BETWEEN 500 and 700 workers who lost their jobs after Namsov Fishing at Walvis Bay closed last year, are expected to be re-employed.
This was the assurance given by acting fisheries minister Albert Kawana to hundreds of fisheries sector stakeholders at a meeting held at the harbour town yesterday.
He, however, did not specify the period during which the fishermen will be re-employed.
The welfare of fishermen was one of the issues discussed.
Kawana said he had been directed by president Hage Geingob to coordinate with Erongo governor Cleophas Mutjavikua and the unions through the ministry of labour "to make sure that those workers who were retrenched, especially those from Namsov, get their jobs back".
"We have a job to do to make sure that these fishermen go back to work as soon as possible," he stated.
"They have suffered enough. The time has come for them to have bread on their table.
The announcement comes a day after a mass anti-corruption march at Walvis Bay, where the suffering of the fishermen, factory workers and their families were highlighted.

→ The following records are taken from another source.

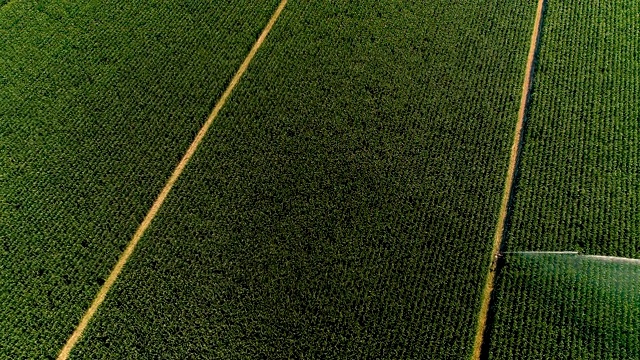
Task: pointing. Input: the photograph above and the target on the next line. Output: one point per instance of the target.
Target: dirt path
(124, 257)
(508, 186)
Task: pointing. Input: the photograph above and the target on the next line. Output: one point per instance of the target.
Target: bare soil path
(508, 187)
(126, 254)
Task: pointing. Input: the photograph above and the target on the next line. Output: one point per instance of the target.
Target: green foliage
(566, 307)
(578, 190)
(98, 101)
(344, 204)
(579, 186)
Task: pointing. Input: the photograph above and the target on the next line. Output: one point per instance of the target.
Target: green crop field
(579, 186)
(344, 202)
(98, 100)
(578, 190)
(566, 307)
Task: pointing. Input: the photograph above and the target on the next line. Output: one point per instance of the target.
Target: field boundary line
(508, 187)
(124, 257)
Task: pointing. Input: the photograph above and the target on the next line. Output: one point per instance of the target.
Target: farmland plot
(566, 307)
(344, 203)
(578, 190)
(98, 100)
(579, 186)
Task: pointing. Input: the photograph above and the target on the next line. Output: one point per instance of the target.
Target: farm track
(509, 185)
(100, 297)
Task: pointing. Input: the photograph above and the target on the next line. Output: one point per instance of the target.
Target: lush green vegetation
(98, 101)
(566, 307)
(344, 204)
(579, 186)
(578, 190)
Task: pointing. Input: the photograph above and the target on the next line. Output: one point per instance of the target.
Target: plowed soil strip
(124, 257)
(508, 186)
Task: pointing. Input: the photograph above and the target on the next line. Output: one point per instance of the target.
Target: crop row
(98, 101)
(578, 189)
(344, 203)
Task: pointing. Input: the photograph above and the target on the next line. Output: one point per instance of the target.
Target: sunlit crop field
(344, 202)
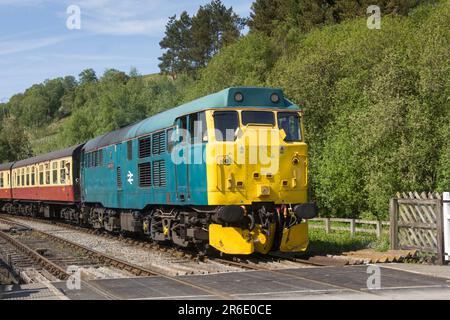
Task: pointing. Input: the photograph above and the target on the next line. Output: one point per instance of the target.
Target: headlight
(238, 97)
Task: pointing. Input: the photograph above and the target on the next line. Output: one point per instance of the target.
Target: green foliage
(376, 106)
(87, 76)
(14, 143)
(269, 16)
(244, 63)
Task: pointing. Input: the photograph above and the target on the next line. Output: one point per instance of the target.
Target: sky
(36, 44)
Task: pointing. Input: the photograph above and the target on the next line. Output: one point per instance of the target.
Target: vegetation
(376, 101)
(191, 42)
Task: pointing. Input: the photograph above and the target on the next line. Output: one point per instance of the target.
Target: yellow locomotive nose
(262, 190)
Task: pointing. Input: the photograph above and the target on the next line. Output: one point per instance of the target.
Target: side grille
(159, 173)
(119, 178)
(145, 178)
(159, 142)
(144, 147)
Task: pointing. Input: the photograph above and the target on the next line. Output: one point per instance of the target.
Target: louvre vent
(159, 173)
(144, 147)
(159, 142)
(119, 178)
(145, 178)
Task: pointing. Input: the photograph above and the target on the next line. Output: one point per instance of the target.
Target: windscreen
(290, 123)
(258, 117)
(226, 124)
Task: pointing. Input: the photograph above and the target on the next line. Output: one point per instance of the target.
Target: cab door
(120, 178)
(181, 158)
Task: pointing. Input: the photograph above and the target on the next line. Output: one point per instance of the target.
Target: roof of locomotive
(253, 98)
(47, 157)
(6, 166)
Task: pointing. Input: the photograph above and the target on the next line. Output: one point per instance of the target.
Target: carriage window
(100, 157)
(226, 124)
(47, 174)
(290, 123)
(68, 167)
(33, 176)
(258, 117)
(55, 172)
(41, 175)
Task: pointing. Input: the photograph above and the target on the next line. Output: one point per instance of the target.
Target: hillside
(377, 103)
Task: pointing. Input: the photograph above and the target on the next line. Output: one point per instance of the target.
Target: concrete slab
(27, 292)
(423, 269)
(307, 283)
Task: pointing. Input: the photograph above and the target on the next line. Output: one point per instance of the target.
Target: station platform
(349, 282)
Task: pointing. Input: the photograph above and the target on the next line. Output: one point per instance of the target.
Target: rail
(377, 227)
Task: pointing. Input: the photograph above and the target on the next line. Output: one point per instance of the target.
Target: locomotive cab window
(63, 172)
(198, 128)
(171, 139)
(226, 123)
(258, 118)
(182, 127)
(290, 123)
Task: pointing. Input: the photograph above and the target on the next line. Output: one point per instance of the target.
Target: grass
(338, 242)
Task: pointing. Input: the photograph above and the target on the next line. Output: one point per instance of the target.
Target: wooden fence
(366, 226)
(417, 223)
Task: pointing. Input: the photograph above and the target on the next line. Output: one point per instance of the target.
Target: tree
(191, 42)
(177, 41)
(113, 75)
(87, 76)
(213, 27)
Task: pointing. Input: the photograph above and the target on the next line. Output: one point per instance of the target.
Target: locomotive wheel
(157, 228)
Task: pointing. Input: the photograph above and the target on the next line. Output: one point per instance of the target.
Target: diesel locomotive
(226, 172)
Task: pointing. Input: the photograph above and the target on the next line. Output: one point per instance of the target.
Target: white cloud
(127, 27)
(16, 46)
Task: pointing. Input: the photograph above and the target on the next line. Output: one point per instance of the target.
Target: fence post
(379, 229)
(440, 231)
(393, 212)
(446, 221)
(327, 225)
(352, 227)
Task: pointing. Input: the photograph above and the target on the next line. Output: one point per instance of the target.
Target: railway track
(251, 264)
(257, 262)
(86, 256)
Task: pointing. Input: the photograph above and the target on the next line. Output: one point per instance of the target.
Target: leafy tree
(191, 42)
(113, 75)
(177, 42)
(14, 143)
(87, 76)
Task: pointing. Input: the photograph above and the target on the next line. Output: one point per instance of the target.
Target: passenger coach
(47, 183)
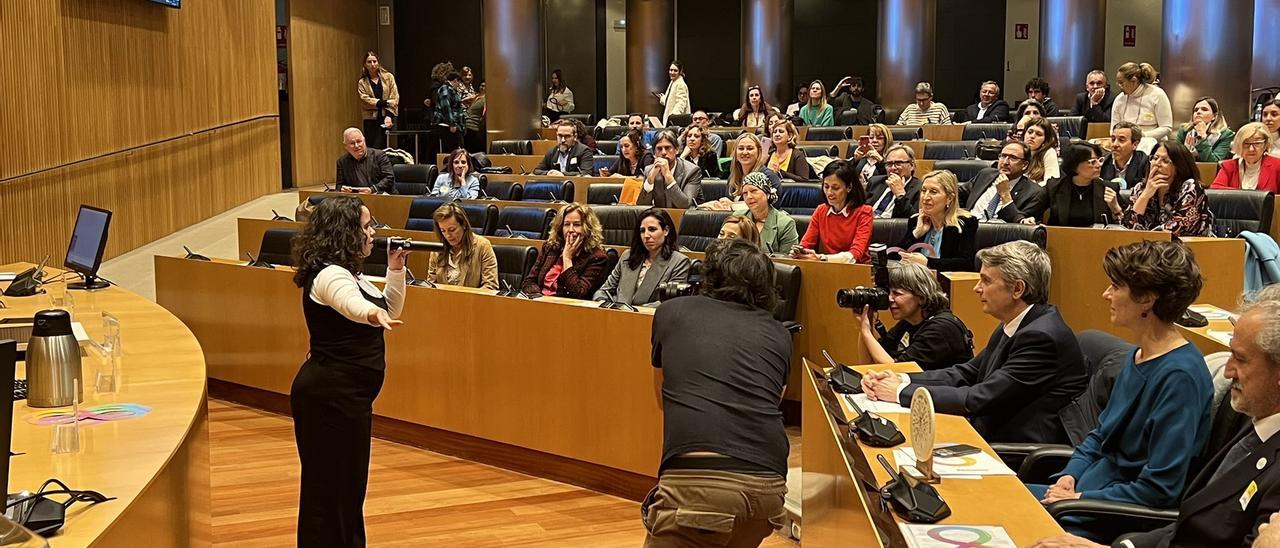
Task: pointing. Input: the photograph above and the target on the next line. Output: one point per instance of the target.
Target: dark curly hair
(333, 236)
(1161, 269)
(736, 270)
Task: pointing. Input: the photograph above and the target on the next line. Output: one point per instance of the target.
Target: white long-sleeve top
(339, 290)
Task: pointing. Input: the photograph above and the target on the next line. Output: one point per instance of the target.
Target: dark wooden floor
(415, 497)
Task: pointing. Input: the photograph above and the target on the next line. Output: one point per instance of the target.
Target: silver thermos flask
(53, 361)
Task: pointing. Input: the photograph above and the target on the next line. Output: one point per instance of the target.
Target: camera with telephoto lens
(874, 297)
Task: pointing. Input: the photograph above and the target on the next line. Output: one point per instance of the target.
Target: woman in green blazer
(777, 228)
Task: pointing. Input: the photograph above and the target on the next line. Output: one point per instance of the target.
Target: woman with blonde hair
(787, 160)
(1207, 135)
(817, 112)
(571, 263)
(869, 159)
(1251, 168)
(947, 231)
(1142, 101)
(467, 259)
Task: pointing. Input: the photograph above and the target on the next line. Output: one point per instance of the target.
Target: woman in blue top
(1157, 418)
(461, 182)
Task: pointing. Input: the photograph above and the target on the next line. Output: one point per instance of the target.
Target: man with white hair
(1031, 368)
(1238, 491)
(362, 169)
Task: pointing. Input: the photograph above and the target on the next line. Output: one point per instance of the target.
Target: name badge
(1248, 494)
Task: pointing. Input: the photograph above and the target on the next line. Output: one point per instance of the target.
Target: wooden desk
(458, 379)
(155, 465)
(845, 510)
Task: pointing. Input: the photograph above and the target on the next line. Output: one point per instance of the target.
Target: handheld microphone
(396, 243)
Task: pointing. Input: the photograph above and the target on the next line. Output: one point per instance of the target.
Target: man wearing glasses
(896, 193)
(1002, 193)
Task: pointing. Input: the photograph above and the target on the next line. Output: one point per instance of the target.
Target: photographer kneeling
(721, 365)
(926, 333)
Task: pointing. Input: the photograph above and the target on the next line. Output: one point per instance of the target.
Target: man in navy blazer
(1031, 368)
(1239, 488)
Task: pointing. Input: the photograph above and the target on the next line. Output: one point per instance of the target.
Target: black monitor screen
(88, 240)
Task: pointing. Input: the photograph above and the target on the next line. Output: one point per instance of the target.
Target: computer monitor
(88, 242)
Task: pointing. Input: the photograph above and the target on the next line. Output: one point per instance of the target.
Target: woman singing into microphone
(333, 394)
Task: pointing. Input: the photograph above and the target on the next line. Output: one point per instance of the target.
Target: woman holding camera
(926, 332)
(332, 398)
(650, 263)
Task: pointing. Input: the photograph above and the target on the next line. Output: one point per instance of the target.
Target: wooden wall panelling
(327, 41)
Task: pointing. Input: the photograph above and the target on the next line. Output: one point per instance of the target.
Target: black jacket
(904, 206)
(997, 113)
(581, 161)
(1060, 201)
(1100, 113)
(959, 245)
(1013, 389)
(1219, 514)
(1133, 173)
(1029, 199)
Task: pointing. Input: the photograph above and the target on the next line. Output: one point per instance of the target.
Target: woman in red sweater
(840, 229)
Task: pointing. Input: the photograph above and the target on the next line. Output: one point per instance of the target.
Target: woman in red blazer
(1251, 168)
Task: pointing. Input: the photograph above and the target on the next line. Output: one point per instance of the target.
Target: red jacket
(1229, 174)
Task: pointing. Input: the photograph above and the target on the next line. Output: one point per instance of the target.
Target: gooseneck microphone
(405, 243)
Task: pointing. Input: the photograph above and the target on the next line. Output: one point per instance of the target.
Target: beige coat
(481, 270)
(369, 103)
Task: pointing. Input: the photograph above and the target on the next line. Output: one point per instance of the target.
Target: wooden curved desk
(156, 466)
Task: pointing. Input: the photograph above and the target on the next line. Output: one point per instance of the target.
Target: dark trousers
(333, 409)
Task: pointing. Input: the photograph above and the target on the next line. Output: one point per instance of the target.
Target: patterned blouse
(1184, 214)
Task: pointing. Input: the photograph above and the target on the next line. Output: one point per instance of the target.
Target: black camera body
(874, 297)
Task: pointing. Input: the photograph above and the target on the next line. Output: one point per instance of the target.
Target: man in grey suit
(671, 182)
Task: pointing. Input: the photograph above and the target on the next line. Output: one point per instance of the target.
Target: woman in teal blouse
(1157, 416)
(777, 228)
(817, 112)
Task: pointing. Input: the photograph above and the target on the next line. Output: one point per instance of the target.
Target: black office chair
(950, 150)
(517, 222)
(512, 146)
(906, 133)
(828, 133)
(618, 222)
(714, 190)
(603, 193)
(513, 263)
(414, 179)
(698, 229)
(483, 218)
(548, 191)
(420, 213)
(606, 147)
(974, 132)
(1235, 211)
(277, 246)
(504, 190)
(819, 150)
(800, 199)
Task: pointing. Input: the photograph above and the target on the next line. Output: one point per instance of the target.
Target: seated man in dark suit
(568, 156)
(1239, 488)
(1125, 164)
(896, 193)
(1095, 101)
(671, 182)
(1031, 368)
(362, 169)
(990, 108)
(1004, 193)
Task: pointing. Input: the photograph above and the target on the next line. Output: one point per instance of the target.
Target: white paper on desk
(1211, 313)
(919, 535)
(1223, 337)
(867, 405)
(968, 465)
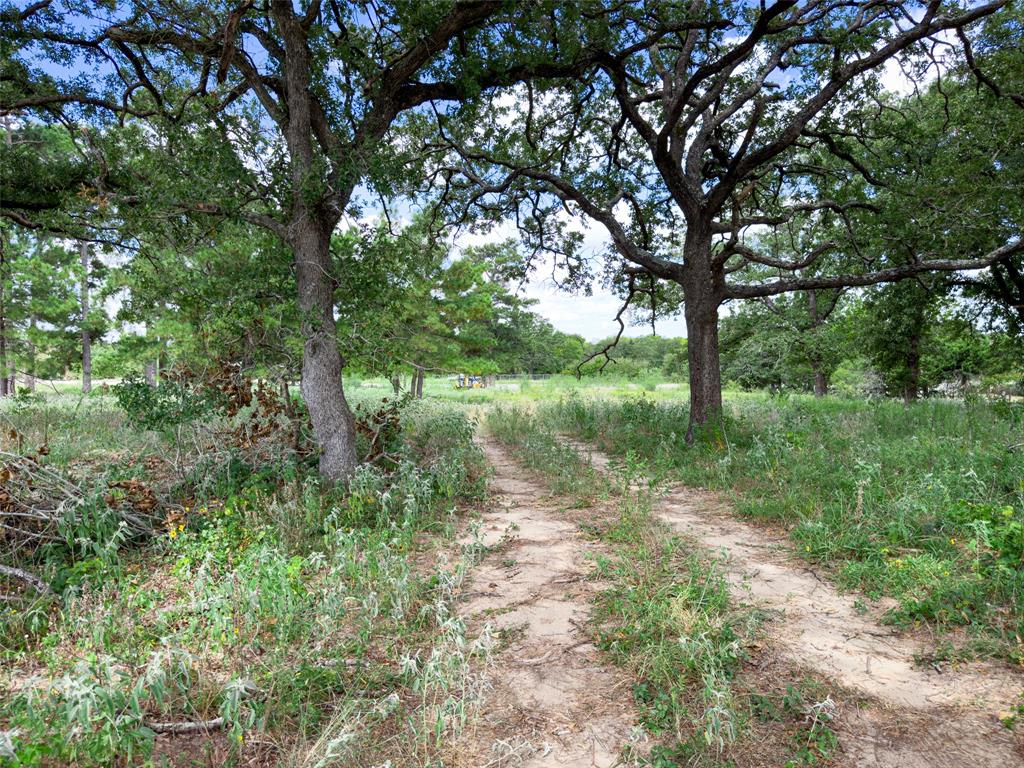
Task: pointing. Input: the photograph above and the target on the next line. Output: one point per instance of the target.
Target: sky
(594, 316)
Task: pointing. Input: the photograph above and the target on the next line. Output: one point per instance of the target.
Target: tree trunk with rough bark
(83, 250)
(3, 322)
(911, 389)
(820, 380)
(701, 285)
(323, 388)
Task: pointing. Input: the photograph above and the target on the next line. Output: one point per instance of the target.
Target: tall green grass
(667, 616)
(312, 626)
(924, 503)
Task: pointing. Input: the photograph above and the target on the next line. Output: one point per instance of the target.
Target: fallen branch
(31, 579)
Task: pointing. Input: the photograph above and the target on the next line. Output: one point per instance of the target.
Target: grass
(923, 503)
(316, 624)
(667, 616)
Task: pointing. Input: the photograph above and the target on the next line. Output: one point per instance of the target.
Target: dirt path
(909, 716)
(554, 701)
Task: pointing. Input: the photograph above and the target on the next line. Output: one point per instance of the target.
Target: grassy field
(668, 617)
(314, 627)
(924, 504)
(302, 627)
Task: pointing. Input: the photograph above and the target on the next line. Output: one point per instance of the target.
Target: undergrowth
(290, 623)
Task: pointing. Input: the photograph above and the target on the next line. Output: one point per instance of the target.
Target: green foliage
(168, 403)
(318, 615)
(923, 503)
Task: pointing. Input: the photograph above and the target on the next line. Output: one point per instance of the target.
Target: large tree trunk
(701, 295)
(83, 249)
(323, 389)
(417, 383)
(30, 375)
(3, 322)
(911, 388)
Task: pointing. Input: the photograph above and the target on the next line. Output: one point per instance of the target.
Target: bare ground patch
(895, 713)
(554, 699)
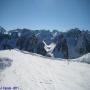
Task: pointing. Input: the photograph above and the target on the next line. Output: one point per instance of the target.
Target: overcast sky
(45, 14)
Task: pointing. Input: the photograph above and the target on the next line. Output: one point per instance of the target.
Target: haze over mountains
(71, 44)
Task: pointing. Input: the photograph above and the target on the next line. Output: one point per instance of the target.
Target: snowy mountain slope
(32, 72)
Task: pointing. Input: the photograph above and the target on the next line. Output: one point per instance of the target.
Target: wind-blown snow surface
(32, 72)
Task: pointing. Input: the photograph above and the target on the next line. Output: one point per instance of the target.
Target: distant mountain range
(70, 44)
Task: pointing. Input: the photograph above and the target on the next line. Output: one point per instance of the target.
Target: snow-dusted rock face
(74, 43)
(28, 71)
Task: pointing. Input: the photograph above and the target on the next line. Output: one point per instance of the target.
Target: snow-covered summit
(33, 72)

According to the Namibian Fishermen United Association's Mathew Lungameni, the rights of about 900 fishermen who were retrenched and unfairly dismissed were violated through the corruption scandal.
He explained that the fishermen, mostly from Namsov, have been trying in vain to get the attention of former fisheries minister Bernhard Esau and former justice minister Sacky Shanghala to intervene on their behalf.
Lungameni said the fishermen lost their jobs because their companies did not get enough quota support to survive, which ultimately led to less work, and then closure. According to him, 25 fishermen died either through illness, stress or suicide as a result.
Tucna president Paulus Hango said the unions, together with the fishing industry and ministry of labour, were compiling a report which highlights the working conditions of fisheries workers, which is hoped to attract enough attention to bring about an improvement. The industry employs about 16 000 people.
The president of the Namibia Fishing Industries and Fishermen Workers Union, Daniel Imbili, said his union had approached the former fisheries minister on the concerns around Namsov, but their pleas had fallen on deaf ears. He asked that Namsov be reopened, and the workers get their jobs back.
Mike Karupu of the Namibia Food and Allied Workers Union called on Kawana to have mercy on those workers who lost their jobs - even those who lost their jobs due to an illegal strike.